EditorNodesPricingBlog

LongCat-Video-Avatar 1.5: Open Source Lip Sync with Whisper-Large and 8 Step Inference

May 21, 2026
LongCat-Video-Avatar 1.5: Open Source Lip Sync with Whisper-Large and 8 Step Inference

Share this post:

LongCat-Video-Avatar 1.5: Open Source Lip Sync with Whisper-Large and 8 Step Inference

LongCat-Video-Avatar 1.5 ships two changes that matter: a full audio encoder swap from Wav2Vec2 to Whisper-Large, and step distillation that cuts inference from 20 steps to 8. Both are available under an MIT License, which permits commercial use without royalties or restrictions.

LongCat-Video-Avatar 1.5 overview

What Changed From 1.0

The original LongCat-Video-Avatar used Wav2Vec2 as its speech encoder. Wav2Vec2 was trained primarily on English audio, which limited accuracy on other languages. Version 1.5 replaces it with Whisper-Large, trained by OpenAI on 680,000 hours of multilingual speech across 99 languages.
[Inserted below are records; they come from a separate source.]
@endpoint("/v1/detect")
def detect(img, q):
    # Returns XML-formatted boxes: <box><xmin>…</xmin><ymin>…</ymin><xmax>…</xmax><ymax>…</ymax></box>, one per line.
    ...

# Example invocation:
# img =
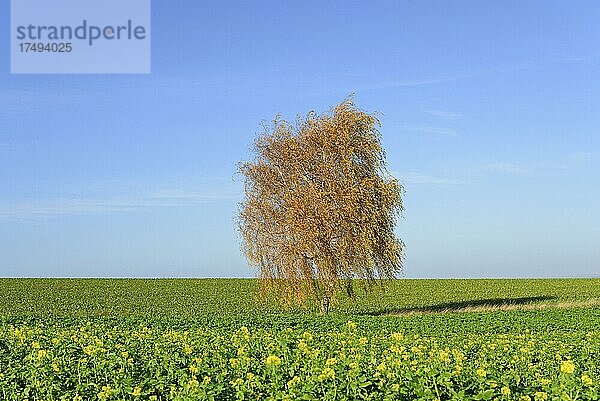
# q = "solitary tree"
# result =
<box><xmin>239</xmin><ymin>99</ymin><xmax>404</xmax><ymax>312</ymax></box>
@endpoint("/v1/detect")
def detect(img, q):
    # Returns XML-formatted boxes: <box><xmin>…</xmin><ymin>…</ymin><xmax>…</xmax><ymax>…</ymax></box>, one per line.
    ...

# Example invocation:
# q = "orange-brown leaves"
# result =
<box><xmin>239</xmin><ymin>100</ymin><xmax>403</xmax><ymax>303</ymax></box>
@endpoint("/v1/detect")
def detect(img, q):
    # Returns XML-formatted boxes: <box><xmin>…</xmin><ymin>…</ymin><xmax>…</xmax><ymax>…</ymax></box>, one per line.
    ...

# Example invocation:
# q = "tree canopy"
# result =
<box><xmin>238</xmin><ymin>99</ymin><xmax>404</xmax><ymax>307</ymax></box>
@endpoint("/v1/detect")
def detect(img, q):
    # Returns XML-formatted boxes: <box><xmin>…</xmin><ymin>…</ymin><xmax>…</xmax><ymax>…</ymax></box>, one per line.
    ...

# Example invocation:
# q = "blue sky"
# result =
<box><xmin>0</xmin><ymin>0</ymin><xmax>600</xmax><ymax>277</ymax></box>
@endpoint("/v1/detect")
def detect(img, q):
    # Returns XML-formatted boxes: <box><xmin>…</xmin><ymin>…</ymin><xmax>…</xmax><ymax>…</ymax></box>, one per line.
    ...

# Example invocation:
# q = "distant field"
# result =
<box><xmin>0</xmin><ymin>279</ymin><xmax>600</xmax><ymax>401</ymax></box>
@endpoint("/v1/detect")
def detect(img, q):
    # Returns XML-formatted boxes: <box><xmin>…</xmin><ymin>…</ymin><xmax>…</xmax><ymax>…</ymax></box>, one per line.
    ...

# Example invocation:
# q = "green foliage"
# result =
<box><xmin>0</xmin><ymin>279</ymin><xmax>600</xmax><ymax>401</ymax></box>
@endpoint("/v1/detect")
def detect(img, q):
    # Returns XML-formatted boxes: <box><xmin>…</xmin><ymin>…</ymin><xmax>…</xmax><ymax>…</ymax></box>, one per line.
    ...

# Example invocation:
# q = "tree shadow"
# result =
<box><xmin>362</xmin><ymin>296</ymin><xmax>558</xmax><ymax>316</ymax></box>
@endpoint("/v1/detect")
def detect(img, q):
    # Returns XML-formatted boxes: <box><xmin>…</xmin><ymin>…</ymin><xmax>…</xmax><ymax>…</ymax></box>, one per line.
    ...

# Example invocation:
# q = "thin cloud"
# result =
<box><xmin>569</xmin><ymin>152</ymin><xmax>600</xmax><ymax>162</ymax></box>
<box><xmin>395</xmin><ymin>172</ymin><xmax>467</xmax><ymax>185</ymax></box>
<box><xmin>421</xmin><ymin>109</ymin><xmax>462</xmax><ymax>120</ymax></box>
<box><xmin>0</xmin><ymin>189</ymin><xmax>239</xmax><ymax>219</ymax></box>
<box><xmin>359</xmin><ymin>73</ymin><xmax>479</xmax><ymax>90</ymax></box>
<box><xmin>402</xmin><ymin>125</ymin><xmax>460</xmax><ymax>138</ymax></box>
<box><xmin>484</xmin><ymin>163</ymin><xmax>533</xmax><ymax>175</ymax></box>
<box><xmin>483</xmin><ymin>162</ymin><xmax>568</xmax><ymax>176</ymax></box>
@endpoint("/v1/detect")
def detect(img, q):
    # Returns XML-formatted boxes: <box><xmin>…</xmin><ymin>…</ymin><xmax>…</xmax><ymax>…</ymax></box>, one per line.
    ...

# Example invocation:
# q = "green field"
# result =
<box><xmin>0</xmin><ymin>279</ymin><xmax>600</xmax><ymax>401</ymax></box>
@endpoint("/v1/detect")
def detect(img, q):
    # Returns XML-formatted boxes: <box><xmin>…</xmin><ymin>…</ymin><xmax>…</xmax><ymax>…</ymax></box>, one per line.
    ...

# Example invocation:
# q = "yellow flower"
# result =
<box><xmin>288</xmin><ymin>376</ymin><xmax>300</xmax><ymax>387</ymax></box>
<box><xmin>265</xmin><ymin>355</ymin><xmax>281</xmax><ymax>366</ymax></box>
<box><xmin>98</xmin><ymin>386</ymin><xmax>112</xmax><ymax>400</ymax></box>
<box><xmin>318</xmin><ymin>368</ymin><xmax>335</xmax><ymax>381</ymax></box>
<box><xmin>229</xmin><ymin>377</ymin><xmax>244</xmax><ymax>387</ymax></box>
<box><xmin>581</xmin><ymin>373</ymin><xmax>593</xmax><ymax>386</ymax></box>
<box><xmin>560</xmin><ymin>361</ymin><xmax>575</xmax><ymax>374</ymax></box>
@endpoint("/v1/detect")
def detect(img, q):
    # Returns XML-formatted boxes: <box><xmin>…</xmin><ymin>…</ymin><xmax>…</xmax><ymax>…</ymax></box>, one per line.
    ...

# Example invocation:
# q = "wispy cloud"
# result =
<box><xmin>401</xmin><ymin>125</ymin><xmax>460</xmax><ymax>138</ymax></box>
<box><xmin>0</xmin><ymin>189</ymin><xmax>239</xmax><ymax>219</ymax></box>
<box><xmin>359</xmin><ymin>73</ymin><xmax>478</xmax><ymax>90</ymax></box>
<box><xmin>421</xmin><ymin>109</ymin><xmax>462</xmax><ymax>120</ymax></box>
<box><xmin>0</xmin><ymin>89</ymin><xmax>86</xmax><ymax>114</ymax></box>
<box><xmin>482</xmin><ymin>162</ymin><xmax>568</xmax><ymax>176</ymax></box>
<box><xmin>569</xmin><ymin>152</ymin><xmax>600</xmax><ymax>162</ymax></box>
<box><xmin>483</xmin><ymin>163</ymin><xmax>533</xmax><ymax>175</ymax></box>
<box><xmin>394</xmin><ymin>172</ymin><xmax>467</xmax><ymax>185</ymax></box>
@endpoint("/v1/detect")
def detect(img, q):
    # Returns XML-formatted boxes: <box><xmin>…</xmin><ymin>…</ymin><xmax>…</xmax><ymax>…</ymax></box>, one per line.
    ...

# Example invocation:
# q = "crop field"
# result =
<box><xmin>0</xmin><ymin>279</ymin><xmax>600</xmax><ymax>401</ymax></box>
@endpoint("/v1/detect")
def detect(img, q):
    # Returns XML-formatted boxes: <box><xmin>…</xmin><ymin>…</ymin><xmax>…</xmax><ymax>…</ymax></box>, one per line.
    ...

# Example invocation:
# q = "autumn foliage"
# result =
<box><xmin>239</xmin><ymin>100</ymin><xmax>404</xmax><ymax>309</ymax></box>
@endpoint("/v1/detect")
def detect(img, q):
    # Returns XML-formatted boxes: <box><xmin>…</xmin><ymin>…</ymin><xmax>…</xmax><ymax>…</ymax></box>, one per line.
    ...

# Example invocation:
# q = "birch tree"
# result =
<box><xmin>238</xmin><ymin>99</ymin><xmax>404</xmax><ymax>312</ymax></box>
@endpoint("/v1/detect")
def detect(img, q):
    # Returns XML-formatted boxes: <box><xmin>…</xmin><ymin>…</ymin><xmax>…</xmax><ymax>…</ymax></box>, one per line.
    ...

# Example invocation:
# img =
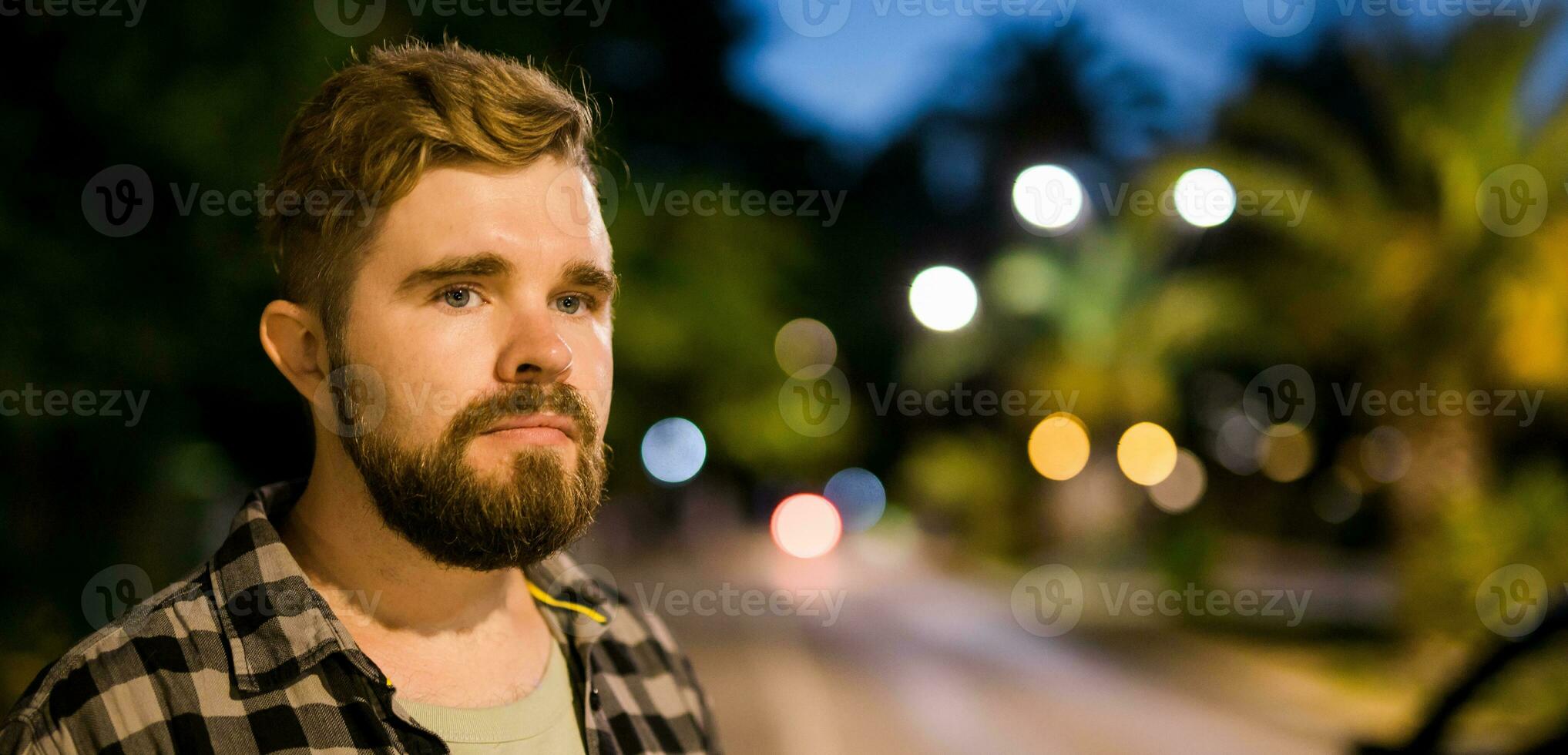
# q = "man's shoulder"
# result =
<box><xmin>0</xmin><ymin>564</ymin><xmax>229</xmax><ymax>752</ymax></box>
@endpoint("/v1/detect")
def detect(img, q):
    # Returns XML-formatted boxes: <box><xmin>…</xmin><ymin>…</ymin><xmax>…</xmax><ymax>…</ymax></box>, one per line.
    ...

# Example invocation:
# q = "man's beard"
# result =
<box><xmin>332</xmin><ymin>360</ymin><xmax>606</xmax><ymax>572</ymax></box>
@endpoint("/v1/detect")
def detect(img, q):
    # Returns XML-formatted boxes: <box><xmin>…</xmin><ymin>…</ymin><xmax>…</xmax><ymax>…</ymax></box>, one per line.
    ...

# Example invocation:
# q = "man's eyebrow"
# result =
<box><xmin>562</xmin><ymin>260</ymin><xmax>621</xmax><ymax>299</ymax></box>
<box><xmin>397</xmin><ymin>252</ymin><xmax>512</xmax><ymax>293</ymax></box>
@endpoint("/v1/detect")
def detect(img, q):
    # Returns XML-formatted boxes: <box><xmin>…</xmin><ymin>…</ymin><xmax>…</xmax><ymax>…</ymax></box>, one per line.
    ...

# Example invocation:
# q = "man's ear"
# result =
<box><xmin>260</xmin><ymin>299</ymin><xmax>331</xmax><ymax>401</ymax></box>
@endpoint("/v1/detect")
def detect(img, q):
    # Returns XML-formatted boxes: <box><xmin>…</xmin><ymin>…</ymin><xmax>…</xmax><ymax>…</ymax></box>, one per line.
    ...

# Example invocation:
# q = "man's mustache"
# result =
<box><xmin>447</xmin><ymin>384</ymin><xmax>597</xmax><ymax>445</ymax></box>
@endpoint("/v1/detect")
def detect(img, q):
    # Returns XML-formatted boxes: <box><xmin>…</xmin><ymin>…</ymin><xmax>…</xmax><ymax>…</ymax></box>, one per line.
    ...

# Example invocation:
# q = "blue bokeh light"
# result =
<box><xmin>643</xmin><ymin>417</ymin><xmax>707</xmax><ymax>485</ymax></box>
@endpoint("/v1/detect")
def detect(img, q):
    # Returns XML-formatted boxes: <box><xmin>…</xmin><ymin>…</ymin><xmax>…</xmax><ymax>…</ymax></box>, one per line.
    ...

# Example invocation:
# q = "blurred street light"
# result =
<box><xmin>1176</xmin><ymin>168</ymin><xmax>1236</xmax><ymax>229</ymax></box>
<box><xmin>909</xmin><ymin>265</ymin><xmax>980</xmax><ymax>332</ymax></box>
<box><xmin>1013</xmin><ymin>164</ymin><xmax>1083</xmax><ymax>233</ymax></box>
<box><xmin>768</xmin><ymin>493</ymin><xmax>844</xmax><ymax>558</ymax></box>
<box><xmin>643</xmin><ymin>417</ymin><xmax>707</xmax><ymax>485</ymax></box>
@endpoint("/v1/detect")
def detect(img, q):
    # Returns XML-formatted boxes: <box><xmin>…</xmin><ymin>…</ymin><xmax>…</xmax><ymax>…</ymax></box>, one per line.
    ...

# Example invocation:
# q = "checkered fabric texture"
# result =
<box><xmin>0</xmin><ymin>481</ymin><xmax>720</xmax><ymax>753</ymax></box>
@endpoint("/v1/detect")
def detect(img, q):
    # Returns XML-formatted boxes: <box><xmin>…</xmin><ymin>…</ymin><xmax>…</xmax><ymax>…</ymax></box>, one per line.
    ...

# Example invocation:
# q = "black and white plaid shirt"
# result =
<box><xmin>0</xmin><ymin>482</ymin><xmax>720</xmax><ymax>753</ymax></box>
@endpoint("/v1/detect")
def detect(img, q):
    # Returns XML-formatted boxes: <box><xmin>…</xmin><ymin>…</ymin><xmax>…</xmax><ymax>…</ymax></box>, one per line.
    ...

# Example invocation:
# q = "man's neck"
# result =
<box><xmin>277</xmin><ymin>445</ymin><xmax>552</xmax><ymax>706</ymax></box>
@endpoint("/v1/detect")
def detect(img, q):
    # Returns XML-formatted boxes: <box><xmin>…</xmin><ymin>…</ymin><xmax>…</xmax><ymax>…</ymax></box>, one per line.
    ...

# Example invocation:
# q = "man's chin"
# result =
<box><xmin>464</xmin><ymin>440</ymin><xmax>577</xmax><ymax>479</ymax></box>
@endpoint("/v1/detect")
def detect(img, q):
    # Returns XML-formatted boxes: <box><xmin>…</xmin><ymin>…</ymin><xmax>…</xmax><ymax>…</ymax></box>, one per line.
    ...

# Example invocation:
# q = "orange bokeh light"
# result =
<box><xmin>768</xmin><ymin>493</ymin><xmax>844</xmax><ymax>558</ymax></box>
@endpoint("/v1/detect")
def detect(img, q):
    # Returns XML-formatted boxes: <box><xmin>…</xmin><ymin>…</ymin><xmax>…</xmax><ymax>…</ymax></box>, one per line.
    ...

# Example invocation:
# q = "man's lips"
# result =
<box><xmin>482</xmin><ymin>414</ymin><xmax>577</xmax><ymax>441</ymax></box>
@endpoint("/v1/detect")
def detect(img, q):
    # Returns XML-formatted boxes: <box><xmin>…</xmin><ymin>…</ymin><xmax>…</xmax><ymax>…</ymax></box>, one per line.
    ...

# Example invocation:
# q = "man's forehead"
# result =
<box><xmin>373</xmin><ymin>161</ymin><xmax>612</xmax><ymax>273</ymax></box>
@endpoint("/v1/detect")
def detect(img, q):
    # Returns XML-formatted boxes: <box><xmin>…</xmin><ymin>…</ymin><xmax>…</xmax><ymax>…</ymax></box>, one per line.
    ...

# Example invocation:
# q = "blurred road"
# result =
<box><xmin>599</xmin><ymin>535</ymin><xmax>1348</xmax><ymax>755</ymax></box>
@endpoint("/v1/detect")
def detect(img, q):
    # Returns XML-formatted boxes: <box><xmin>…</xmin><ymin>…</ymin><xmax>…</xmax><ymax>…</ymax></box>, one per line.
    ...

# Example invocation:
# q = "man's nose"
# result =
<box><xmin>495</xmin><ymin>314</ymin><xmax>572</xmax><ymax>385</ymax></box>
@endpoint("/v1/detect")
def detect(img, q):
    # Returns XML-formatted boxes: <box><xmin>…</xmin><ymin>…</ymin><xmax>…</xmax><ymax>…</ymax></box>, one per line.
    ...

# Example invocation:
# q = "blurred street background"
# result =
<box><xmin>0</xmin><ymin>0</ymin><xmax>1568</xmax><ymax>755</ymax></box>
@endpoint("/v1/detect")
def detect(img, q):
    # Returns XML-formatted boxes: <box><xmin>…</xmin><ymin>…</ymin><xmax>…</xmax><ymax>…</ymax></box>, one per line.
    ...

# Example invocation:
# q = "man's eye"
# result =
<box><xmin>441</xmin><ymin>288</ymin><xmax>480</xmax><ymax>309</ymax></box>
<box><xmin>555</xmin><ymin>293</ymin><xmax>593</xmax><ymax>315</ymax></box>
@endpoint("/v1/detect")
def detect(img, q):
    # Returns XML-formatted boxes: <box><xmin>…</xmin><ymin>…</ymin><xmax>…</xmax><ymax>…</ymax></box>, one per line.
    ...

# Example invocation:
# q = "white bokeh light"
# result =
<box><xmin>1013</xmin><ymin>164</ymin><xmax>1083</xmax><ymax>232</ymax></box>
<box><xmin>909</xmin><ymin>265</ymin><xmax>980</xmax><ymax>332</ymax></box>
<box><xmin>1174</xmin><ymin>168</ymin><xmax>1236</xmax><ymax>229</ymax></box>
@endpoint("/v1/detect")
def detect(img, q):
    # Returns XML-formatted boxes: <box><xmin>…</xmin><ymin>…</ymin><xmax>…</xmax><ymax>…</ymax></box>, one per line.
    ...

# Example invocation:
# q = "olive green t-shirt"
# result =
<box><xmin>398</xmin><ymin>643</ymin><xmax>583</xmax><ymax>755</ymax></box>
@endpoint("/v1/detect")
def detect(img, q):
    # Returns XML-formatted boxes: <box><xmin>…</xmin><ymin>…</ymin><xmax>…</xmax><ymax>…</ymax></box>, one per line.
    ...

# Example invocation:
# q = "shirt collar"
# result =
<box><xmin>207</xmin><ymin>479</ymin><xmax>615</xmax><ymax>693</ymax></box>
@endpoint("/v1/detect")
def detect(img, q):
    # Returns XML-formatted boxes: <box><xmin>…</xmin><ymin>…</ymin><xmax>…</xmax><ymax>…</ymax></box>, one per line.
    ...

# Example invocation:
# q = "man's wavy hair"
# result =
<box><xmin>262</xmin><ymin>41</ymin><xmax>596</xmax><ymax>338</ymax></box>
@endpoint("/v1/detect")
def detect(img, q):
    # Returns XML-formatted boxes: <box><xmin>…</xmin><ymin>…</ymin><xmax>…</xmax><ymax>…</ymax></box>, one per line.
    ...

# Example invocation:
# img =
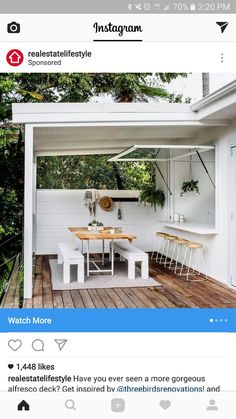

Step distillation reduces the diffusion sampling steps from 20 to 8. An INT8 quantized version is also available for lower memory deployments. The generation modes carry over from 1.0: Audio-Text-to-Video (AT2V), Audio-Text-Image-to-Video (ATI2V), and video continuation from an existing clip.

Talking Avatar Samples

Talking avatar sample 1

Talking avatar sample 2

Comparison Against Commercial Models

LongCat-Video-Avatar 1.5 vs. HeyGen, Kling Avatar 2.0, OmniHuman-1.5

The project benchmarks 1.5 against HeyGen, Kling Avatar 2.0, and OmniHuman-1.5. All three are commercial or closed-weights models. LongCat-Video-Avatar 1.5 is the only one in that comparison group with an MIT License.

Why Whisper-Large Matters for Languages Other Than English

Wav2Vec2's primary training data was English. Phoneme alignment for other languages in version 1.0 was serviceable at best. The shift to Whisper-Large changes this.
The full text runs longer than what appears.